“All deliberate speed.”
That was the promise Superior Court Judge Michael R. Sheldon made this afternoon about how quickly he will resolve a question over Secretary of the State Susan Bysiewicz’s qualifications to run for attorney general.
Sheldon is aware that delegates to the Democratic nominating convention will endorse a candidate for attorney general on May 22 and that the primary will be Aug. 10.
The judge today heard a final exchange of legal arguments over one narrow issue: Does the court have jurisdiction to issue a declaratory ruling sought by Bysiewicz?
Eliot Gersten, a lawyer for the intervening Connecticut Republican Party, said Bysiewicz’s fear that she may suffer politically from doubts about her ability to meet the minimum qualifications is not a concern for the court.
Bysiewicz is trying to reassure convention delegates that she meets the statutory requirement of having 10 years of active practice of law in Connecticut.
Without her service as secretary of the state, she falls short.

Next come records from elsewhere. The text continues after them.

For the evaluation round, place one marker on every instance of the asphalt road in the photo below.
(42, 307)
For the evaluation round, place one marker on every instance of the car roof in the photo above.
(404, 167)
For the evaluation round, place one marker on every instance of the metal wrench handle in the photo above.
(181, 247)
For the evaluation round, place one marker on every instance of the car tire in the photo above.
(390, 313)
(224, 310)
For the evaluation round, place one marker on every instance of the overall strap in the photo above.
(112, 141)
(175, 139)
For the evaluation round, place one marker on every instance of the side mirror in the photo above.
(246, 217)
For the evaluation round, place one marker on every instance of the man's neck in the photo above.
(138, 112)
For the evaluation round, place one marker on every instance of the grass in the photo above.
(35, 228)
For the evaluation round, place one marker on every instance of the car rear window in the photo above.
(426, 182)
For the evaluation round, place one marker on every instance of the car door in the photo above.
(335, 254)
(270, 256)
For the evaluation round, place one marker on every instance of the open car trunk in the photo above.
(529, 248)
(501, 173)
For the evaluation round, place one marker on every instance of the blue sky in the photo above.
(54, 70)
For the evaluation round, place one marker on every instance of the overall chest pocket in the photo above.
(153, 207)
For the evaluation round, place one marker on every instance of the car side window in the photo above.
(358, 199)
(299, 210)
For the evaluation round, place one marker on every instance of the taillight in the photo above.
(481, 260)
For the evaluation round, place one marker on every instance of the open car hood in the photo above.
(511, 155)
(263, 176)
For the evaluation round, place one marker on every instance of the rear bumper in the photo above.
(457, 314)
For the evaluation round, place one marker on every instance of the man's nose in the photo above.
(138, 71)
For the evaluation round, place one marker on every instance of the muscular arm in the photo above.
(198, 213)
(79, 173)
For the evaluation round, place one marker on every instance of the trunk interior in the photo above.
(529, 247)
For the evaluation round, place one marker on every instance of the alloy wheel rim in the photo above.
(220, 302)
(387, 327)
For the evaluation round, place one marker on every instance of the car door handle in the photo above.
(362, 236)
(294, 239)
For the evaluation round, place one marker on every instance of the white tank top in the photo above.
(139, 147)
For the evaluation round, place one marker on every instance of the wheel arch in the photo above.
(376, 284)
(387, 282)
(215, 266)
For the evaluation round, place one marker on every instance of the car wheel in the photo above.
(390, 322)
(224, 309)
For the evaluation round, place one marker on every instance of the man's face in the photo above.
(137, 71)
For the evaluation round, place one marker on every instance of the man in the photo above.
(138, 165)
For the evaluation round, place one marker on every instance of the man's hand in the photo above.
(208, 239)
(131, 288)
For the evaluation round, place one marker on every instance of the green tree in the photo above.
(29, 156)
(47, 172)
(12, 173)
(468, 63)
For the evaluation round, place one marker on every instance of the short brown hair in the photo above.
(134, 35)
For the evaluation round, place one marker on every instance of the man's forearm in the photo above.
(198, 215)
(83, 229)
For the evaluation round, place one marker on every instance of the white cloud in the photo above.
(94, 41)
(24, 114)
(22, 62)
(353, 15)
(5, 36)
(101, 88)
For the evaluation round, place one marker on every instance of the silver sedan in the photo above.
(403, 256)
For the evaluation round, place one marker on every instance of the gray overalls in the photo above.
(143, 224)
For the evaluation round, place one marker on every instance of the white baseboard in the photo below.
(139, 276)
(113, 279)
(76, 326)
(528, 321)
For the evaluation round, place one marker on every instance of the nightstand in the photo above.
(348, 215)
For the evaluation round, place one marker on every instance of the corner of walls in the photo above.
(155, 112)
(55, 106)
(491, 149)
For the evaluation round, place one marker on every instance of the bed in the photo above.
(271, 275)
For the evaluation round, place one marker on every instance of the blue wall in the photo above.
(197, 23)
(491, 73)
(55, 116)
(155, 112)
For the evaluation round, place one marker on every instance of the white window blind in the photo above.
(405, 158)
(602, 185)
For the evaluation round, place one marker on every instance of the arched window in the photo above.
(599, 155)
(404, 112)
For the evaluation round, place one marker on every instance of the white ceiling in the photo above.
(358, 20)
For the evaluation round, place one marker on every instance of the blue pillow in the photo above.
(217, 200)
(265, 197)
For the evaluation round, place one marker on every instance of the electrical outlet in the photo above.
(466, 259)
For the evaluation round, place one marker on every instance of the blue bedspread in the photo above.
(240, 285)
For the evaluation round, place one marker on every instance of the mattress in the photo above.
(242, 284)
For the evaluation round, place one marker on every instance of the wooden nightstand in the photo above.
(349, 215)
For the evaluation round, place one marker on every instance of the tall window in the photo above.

She has asked Sheldon to declare if her time as secretary constituted the practice of law. If not, she is asking that the statutory requirement be declared unconstitutional.
“I want to be attorney general,” Ginsberg said, mocking Bysiewicz. “And I want an endorsement from the court.”
“Do you think this case is about the endorsement?” Sheldon asked.
“Yes,” Gersten replied.
Gersten called the request for a declaratory ruling premature, saying that Bysiewicz has not been denied access to the ballot.
Sheldon challenged that assertion: If not now, then when? Should the voters run the risk of casting a vote for someone who might be ruled ineligible after the election?
Wesley Horton, Bysiewicz’s lawyer, said that if Bysiewicz won and was ruled ineligible, the governor would fill a vacancy for attorney general. The voters never would get to choose, he said.